Agenus Inc. reported a net loss of $232.3 million for the year ended December 31, 2024, compared to a net loss of $257.4 million in 2023. Research and development revenue decreased significantly to $0.5 million in 2024 from $38.8 million in 2023, primarily due to a decrease in milestone payments received. Non-cash royalty revenue, related to a prior agreement with GlaxoSmithKline, decreased by $13.6 million to $101 million in 2024, reflecting lower sales of GSK's vaccines containing Agenus's QS-21 STIMULON adjuvant. Research and development expenses decreased by 34% to $155.5 million in 2024, primarily due to reduced third-party services and lower personnel expenses resulting from headcount reductions.
The company's general and administrative expenses also decreased by 9% to $71.9 million in 2024. Non-operating income increased to $5.8 million in 2024, primarily due to gains on lease terminations and the recognition of R&D tax credits. Net interest expense increased to $117.6 million in 2024, mainly due to increased non-cash interest expense related to royalty and milestone agreements. As of December 31, 2024, Agenus had $40.4 million in cash and cash equivalents, and anticipates that its current resources, along with anticipated funding, will be sufficient to meet critical liquidity requirements through the second quarter of 2025. The company's accumulated deficit as of December 31, 2024, was $2.18 billion.
Significant developments during the year included the termination of several collaboration agreements with Bristol Myers Squibb, Incyte, and Gilead. Incyte's termination of its collaboration agreement is effective February 2026. Bristol Myers Squibb terminated its agreement in January 2025, returning AGEN1777 to Agenus. Agenus also entered into a Purchase and Sale Agreement with Ligand Pharmaceuticals, receiving $75 million in gross proceeds for the sale of a portion of its future milestone payments and royalties. The company's subsidiary, MiNK Therapeutics, completed a private placement financing of $5.8 million in May 2024. Agenus also noted that its subsidiary, SaponiQx, announced the availability of STIMULON cpcQS-21 on InvivoGen's international retail infrastructure in August 2024.
Agenus's lead clinical program focuses on the botensilimab/balstilimab combination for the treatment of colorectal cancer. In April 2023, this combination received Fast Track designation from the FDA. The company presented positive Phase 2 trial results at the ASCO GI Annual Meeting in January 2025, meeting primary endpoints. Agenus plans to launch registration-enabling trials in multiple colorectal cancer settings upon completion of strategic transactions, which may include partnerships, licensing, or joint ventures. The company's clinical pipeline also includes other antibody candidates in various stages of development.

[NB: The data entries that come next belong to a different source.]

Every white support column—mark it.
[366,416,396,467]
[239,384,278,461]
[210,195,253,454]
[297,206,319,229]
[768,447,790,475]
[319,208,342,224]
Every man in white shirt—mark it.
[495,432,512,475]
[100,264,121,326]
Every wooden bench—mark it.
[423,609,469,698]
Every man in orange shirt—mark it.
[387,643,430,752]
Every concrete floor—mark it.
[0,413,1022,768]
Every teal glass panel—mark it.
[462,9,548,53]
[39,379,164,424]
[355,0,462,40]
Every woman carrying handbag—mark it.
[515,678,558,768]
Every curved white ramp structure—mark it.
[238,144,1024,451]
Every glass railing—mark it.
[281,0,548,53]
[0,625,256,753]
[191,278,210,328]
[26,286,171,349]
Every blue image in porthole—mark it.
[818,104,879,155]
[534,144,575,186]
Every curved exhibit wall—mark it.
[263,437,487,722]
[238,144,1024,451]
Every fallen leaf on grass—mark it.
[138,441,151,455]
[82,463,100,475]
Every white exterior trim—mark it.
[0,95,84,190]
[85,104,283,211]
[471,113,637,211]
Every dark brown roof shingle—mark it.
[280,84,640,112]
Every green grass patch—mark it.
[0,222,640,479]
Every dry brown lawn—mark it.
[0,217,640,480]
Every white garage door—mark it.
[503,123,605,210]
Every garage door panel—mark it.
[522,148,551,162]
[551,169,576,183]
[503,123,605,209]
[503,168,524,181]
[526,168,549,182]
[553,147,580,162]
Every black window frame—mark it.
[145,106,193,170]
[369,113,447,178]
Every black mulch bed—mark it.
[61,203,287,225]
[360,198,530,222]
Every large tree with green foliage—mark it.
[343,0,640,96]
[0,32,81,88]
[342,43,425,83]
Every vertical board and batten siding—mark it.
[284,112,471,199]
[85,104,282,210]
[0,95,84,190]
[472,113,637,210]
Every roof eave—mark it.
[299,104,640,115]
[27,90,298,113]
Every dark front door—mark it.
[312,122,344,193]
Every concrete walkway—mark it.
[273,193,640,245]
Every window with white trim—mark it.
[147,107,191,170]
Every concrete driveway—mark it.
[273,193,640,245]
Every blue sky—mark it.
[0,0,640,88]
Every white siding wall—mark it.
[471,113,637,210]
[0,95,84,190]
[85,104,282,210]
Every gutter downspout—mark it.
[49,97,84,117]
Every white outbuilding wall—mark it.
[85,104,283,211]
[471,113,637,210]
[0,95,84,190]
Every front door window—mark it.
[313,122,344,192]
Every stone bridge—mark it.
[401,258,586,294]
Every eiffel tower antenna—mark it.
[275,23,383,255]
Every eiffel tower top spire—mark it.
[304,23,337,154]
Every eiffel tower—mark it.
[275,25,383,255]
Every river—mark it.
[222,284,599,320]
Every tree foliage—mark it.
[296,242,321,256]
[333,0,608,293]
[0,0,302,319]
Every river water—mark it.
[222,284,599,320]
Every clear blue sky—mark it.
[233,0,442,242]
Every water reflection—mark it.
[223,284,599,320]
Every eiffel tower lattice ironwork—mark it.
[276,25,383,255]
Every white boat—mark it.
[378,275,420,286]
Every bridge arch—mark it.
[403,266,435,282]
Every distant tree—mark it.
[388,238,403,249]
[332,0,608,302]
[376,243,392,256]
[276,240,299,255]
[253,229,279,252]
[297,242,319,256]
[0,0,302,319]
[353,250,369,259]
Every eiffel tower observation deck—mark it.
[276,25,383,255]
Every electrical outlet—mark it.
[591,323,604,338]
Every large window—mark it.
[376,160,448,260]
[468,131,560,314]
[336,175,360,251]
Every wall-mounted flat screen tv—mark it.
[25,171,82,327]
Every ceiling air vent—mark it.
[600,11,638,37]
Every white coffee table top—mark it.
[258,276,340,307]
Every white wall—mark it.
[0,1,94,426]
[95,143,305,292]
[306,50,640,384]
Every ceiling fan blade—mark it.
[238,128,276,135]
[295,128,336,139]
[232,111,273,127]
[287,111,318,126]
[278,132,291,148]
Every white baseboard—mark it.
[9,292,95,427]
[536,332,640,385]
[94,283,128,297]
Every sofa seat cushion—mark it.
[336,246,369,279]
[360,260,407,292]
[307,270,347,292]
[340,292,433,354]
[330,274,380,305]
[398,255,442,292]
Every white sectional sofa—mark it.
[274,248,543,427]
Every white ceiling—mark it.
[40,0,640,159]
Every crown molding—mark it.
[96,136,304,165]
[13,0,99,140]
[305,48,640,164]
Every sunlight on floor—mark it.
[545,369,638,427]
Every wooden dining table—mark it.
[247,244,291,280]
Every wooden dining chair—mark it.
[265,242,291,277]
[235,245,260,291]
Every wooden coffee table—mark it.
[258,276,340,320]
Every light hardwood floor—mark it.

The company's 10-K filing also highlighted several risk factors, including its historical net losses and the need for additional capital, the uncertainties inherent in clinical drug development, the intense competition in the immuno-oncology market, manufacturing and supply chain risks, reliance on third parties, regulatory uncertainties, intellectual property risks, and risks related to its common stock. The filing also disclosed several ongoing legal proceedings, including a securities class action lawsuit and derivative actions. As of February 28, 2025, Agenus employed 316 people, including 68 with PhDs and 17 with MDs.